Но пока – в свежем предрассветном тумане, обтекающем сосны в ложбинах леса Бен-Шемен, в испарениях гостиниц на тель-авивской набережной, даже в осыпающейся штукатурке ушедшей тель- авивской молодости – всюду дотошный биолог найдет бациллы неистребимого оптимизма.
Террор не прекращается. В терроре есть своя мода. Неделями в газеты повторяются снимки людей с ножами в спине. В моде всегда есть свои экстремисты, один такой приходит на страницы газет с топором. Хлоп! Мода меняется. Уже показывают по телевизору обгоревшие после взрыва автобусы и людей в резиновых перчатках, собирающих по частям то, что было Сторонником Мира или Горячим Патриотом. Хлоп! Смена моды. Теперь - неделя выстрелов на дорогах.
Среди тех, кого показывают идущими рядом с раненными на носилках, мелькают на мгновение полубезумные глаза того, кого самые горячие из Горячих Патриотов назовут Святым Барухом после того, как он разрядит свой автомат в молящихся мусульман в усыпальнице Авраама и Сарры. И опять удивляется Я. кажущемуся равнодушию окружающих. Через десять минут молчания после сообщения об очередном теракте они опять шутят как ни в чем не бывало. Пару раз он заговаривает об этом с окружающими. Лишь на несколько секунд открывается для него бушующее внутри пламя, после чего дверца тигля снова захлопывается и очередная шутка возвращает Я. к будничным мелочам. Однажды на работе Я. трясется в грузовом отсеке фургона вместе с пожилым йеменским евреем.
– В Йемене они нас притесняли, а здесь их пальцем не тронь. Стоило приезжать сюда, – бурчит он. Я. догадывается, что он произносит эту фразу уже не в первый раз.
– Они нас просто дурачат, берут то, что вы им даете, и даже пальцем не пошевелят, чтобы прекратить убийства, – говорят Горячие Патриоты.
Б. вспоминает историю, рассказанную сбежавшим на Запад кремлевским служащим. В 20-х или 30-х годах британские социалисты, сочувствовавшие Советской Империи, охотно шли на концессии, – англичане доставляли оборудование и помогали строить завод. Затем на заводе вспыхивала забастовка, завод будто бы разорялся, оборудование оставалось на месте. “У нас государство рабочих”, – разводили руками большевики на вопросы британцев. Члены Политбюро просто покатывались от смеха, слушая очередную историю в этом роде. А товарищ Бухарин, даже предложил назначить английского премьера секретарем обкома где-нибудь в провинции Большевистской Империи.

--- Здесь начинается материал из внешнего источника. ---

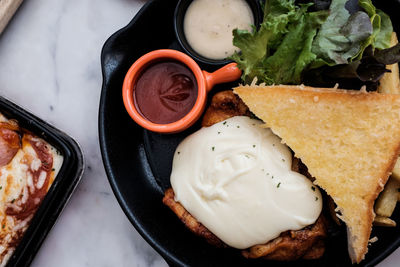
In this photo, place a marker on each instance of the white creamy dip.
(236, 179)
(208, 26)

– Но если не делать шагов к цели, то ведь до нее не дойти никогда, – настаивает Лагерь Вечного Мира, к которому принадлежат сейчас и Я. с Баронессой.
– С нами Европа и Америка, с нами – явно большая часть граждан Еврейского Государства, – Я. гордится своей способностью к пониманию хладнокровной real politic. – А с вами кто?
– А с нами Соседи, – отвечают Патриоты. – Соседи – те же Соседи, море – то же море. Продолжайте, – добавляют еще Патриоты, – они ведь не звери. Если к ним приходит помешанная девчушка посмотреть почтовые марки, почему бы не потешиться и не дать на прощанье конфетку?
– Эти люди, я имею в виду Апостолов Мира, вовсе не похожи на помешанных девчушек, – возражает Я., – мы читали их статьи, мы выслушивали их аргументы.
– Ну, может быть, им это нравится, – говорят Патриоты.
Этот ответ не убеждает Я. Он вспоминает свою поездку в детстве с отцом к морю. Они отдыхали в Одессе. Он тогда еще никогда не видел моря и на всю жизнь запомнил, как оно вдруг возникло внизу в конце крутого переулка, по которому они с отцом спускались к берегу. Оно было тогда светло-синим и занимало весь горизонт. До этого весь горизонт по представлениям Я. могло занимать только небо, но оно было наверху, на нем всегда можно было найти облака, и его нельзя было коснуться. А это море, хоть и блистало неприступностью, было ощутимым и колыхалось там внизу с совершенно незнакомым Я. шорохом, который, будучи всего лишь шорохом, тем не менее заполнял его слух целиком.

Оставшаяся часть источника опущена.